A number of industries have long used simulation and optimization techniques to streamline their production processes. Some of these ideas are decades old. Consider Henry Ford’s assembly line of a century ago.
But the software industry is just now laying the foundation to catch up, Akshay Rao, senior solutions architect at CA Technologies, said in a recent webcast.
One of the keys to understanding the efficiency of any process lies in comparing idle time to touch time. In software development, idle time refers to the amount of time programmers wait for test systems to become available before they can move to the next task. Touch time is the time actually spent doing software development.
The obstacles that keep us waiting – whether it’s limited mainframe time, other teams’ schedules or the excessive costs of repeatedly querying databases – are referred to as “constraints.”
Because of constraints, the ratio of idle time to touch time is out of whack in software development, especially as compared with other industries.

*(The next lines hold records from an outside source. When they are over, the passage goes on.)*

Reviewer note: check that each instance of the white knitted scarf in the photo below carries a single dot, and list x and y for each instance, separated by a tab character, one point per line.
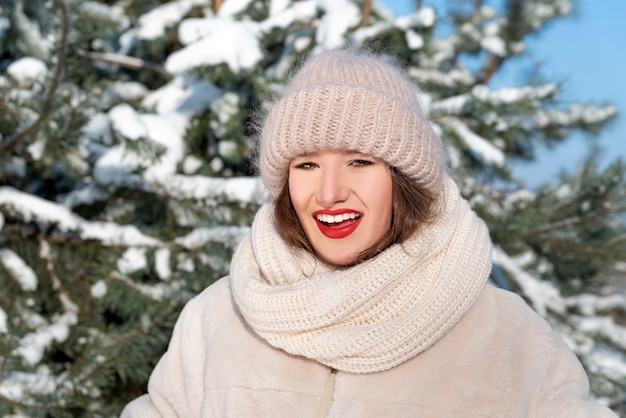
375	315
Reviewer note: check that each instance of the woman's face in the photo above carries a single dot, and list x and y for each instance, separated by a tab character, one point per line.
342	200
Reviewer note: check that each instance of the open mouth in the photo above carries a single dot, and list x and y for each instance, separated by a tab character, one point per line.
337	225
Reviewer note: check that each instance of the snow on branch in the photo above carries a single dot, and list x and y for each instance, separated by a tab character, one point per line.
542	296
480	147
33	208
513	95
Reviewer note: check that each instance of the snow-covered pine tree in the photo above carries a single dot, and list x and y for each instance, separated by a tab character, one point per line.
125	179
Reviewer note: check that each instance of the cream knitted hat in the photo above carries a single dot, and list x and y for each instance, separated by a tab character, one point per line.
348	101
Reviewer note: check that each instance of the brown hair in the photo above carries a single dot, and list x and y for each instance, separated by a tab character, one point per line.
412	206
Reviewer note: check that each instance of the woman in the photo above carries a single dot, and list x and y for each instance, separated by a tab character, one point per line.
361	288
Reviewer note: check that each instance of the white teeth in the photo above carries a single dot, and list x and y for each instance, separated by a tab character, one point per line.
329	219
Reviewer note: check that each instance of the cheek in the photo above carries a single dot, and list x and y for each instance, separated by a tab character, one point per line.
297	196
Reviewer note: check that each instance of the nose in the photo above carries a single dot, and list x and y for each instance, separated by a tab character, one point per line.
332	188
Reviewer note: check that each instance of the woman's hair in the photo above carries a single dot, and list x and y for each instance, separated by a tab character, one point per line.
412	206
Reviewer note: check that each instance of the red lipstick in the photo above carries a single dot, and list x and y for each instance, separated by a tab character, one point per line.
341	229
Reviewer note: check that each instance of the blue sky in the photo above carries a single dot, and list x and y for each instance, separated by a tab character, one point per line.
587	52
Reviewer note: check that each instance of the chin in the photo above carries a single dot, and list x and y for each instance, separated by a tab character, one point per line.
339	262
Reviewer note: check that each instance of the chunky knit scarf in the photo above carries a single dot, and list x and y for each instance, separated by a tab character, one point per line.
375	315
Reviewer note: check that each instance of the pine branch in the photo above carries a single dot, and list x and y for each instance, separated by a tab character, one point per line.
127	62
54	84
366	13
513	33
607	207
216	5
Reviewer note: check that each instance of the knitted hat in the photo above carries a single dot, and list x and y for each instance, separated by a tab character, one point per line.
340	100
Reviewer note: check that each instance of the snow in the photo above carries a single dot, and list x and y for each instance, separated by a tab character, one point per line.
152	25
133	259
18	269
3	322
480	147
99	289
227	41
340	16
33	208
27	71
543	296
162	118
127	122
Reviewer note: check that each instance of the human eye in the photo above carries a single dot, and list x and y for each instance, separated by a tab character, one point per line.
361	162
304	165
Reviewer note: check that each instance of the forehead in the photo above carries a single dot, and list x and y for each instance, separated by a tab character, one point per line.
331	151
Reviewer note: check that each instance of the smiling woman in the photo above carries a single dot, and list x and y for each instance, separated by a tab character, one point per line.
361	289
343	202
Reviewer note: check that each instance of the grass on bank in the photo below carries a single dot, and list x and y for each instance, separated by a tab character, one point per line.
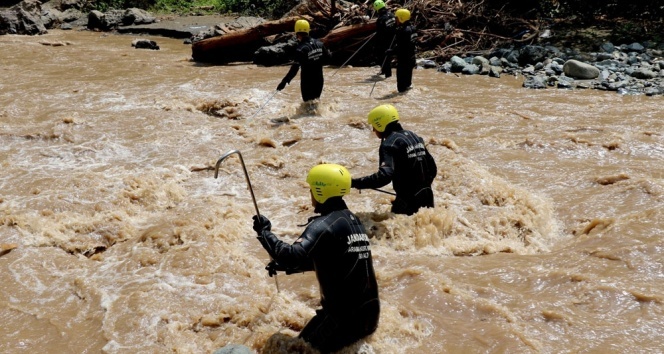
264	8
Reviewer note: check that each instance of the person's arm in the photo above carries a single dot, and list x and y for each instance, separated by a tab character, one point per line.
289	76
291	258
380	178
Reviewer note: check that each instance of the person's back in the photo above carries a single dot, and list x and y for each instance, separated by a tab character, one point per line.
311	55
405	39
339	247
403	160
405	49
334	245
385	36
414	168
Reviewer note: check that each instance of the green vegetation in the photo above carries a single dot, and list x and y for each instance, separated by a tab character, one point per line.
263	8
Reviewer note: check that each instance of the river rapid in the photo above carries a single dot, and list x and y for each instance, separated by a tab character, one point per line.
547	235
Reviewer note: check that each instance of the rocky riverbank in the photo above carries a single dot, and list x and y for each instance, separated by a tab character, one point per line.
626	68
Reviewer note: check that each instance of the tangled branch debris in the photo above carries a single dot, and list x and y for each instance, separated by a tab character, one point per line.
445	28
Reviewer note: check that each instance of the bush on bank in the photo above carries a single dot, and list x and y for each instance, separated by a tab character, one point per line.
585	12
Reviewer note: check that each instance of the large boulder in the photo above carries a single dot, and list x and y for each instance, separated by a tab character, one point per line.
22	18
580	70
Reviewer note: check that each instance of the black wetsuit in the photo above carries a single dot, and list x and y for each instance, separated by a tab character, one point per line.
334	245
405	49
385	31
311	55
404	161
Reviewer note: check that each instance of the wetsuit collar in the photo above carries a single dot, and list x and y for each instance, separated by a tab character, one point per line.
330	205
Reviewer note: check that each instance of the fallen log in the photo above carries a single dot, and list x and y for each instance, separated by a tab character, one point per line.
241	45
343	42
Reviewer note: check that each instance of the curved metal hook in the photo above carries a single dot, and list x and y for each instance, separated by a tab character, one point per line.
246	175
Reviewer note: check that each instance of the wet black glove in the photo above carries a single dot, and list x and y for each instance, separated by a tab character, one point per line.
272	268
261	223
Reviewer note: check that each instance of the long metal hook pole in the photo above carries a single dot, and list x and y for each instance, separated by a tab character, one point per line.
383	64
261	108
383	191
246	175
351	57
253	198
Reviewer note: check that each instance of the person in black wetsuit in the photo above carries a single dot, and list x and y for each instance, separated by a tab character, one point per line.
404	49
310	54
385	36
335	245
403	160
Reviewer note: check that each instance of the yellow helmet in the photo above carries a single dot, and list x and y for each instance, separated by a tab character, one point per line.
403	15
327	181
302	26
382	115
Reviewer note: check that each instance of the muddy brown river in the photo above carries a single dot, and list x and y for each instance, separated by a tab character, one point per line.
547	235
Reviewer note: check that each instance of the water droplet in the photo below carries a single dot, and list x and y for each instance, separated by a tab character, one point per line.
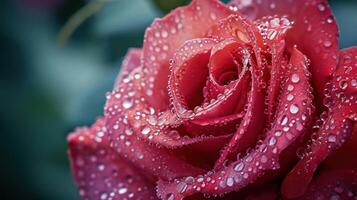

“When you compare that to the manufacturing world and other engineering disciplines, it is low and ripe for innovation,” Rao says.
Rao points to four key DevOps concepts that promise to help bridge this gap, starting with the use of simulation – Service Virtualization – to eliminate constraints.
1. Constraint free development – Reducing testing bottlenecks around access to legacy systems, paid services and fresh testing data. Rao says application developers need access to environments and test cases that even the real systems can’t provide. For example, you can’t tell a production system to generate an error or respond slowly. Developers need to simulate these characteristics to do better testing. Service Virtualization techniques can help to model and simulate the required systems and data sets.
2. Continuous Application Delivery – Bringing agile to the deployment process. Release automation is the notion that we can use advanced orchestration to reduce the touch time required to move software into production. This can reduce the amount of time needed to push out new releases. It also can help to improve the testing environment since developers can test against specific configurations. Rao says many organizations are able to use this approach to reliably push out up to 2,400 updates per week.
3. Complete Monitoring – Gathering rich, actionable information that can improve production systems. One of the challenges of modern enterprises is that performance data is spread throughout IT systems across various servers, routers and cloud services. In order to create accurate simulations, it is important to gather comprehensive data across these various systems.
4. Collaborative data mining – Mining all of the performance characteristics of application data to enhance the simulations used for testing. The raw performance data does not provide insight into how the underlying applications behave. Collaborative data mining is the idea of using artificial intelligence techniques to transform this raw data into models of how the applications behave. This can help to provide highly realistic simulations based on what the environment is doing versus what you expect it will do.
Early adopters of these principals are seeing tremendous improvements in their deployment speed and quality, using Service Virtualization and continuous application delivery, says Rao.
For example one large telecommunications company was able to reduce software release cycle time by 33 percent while finding four times as many defects in development. ROI for the project was realized in just four weeks, he said.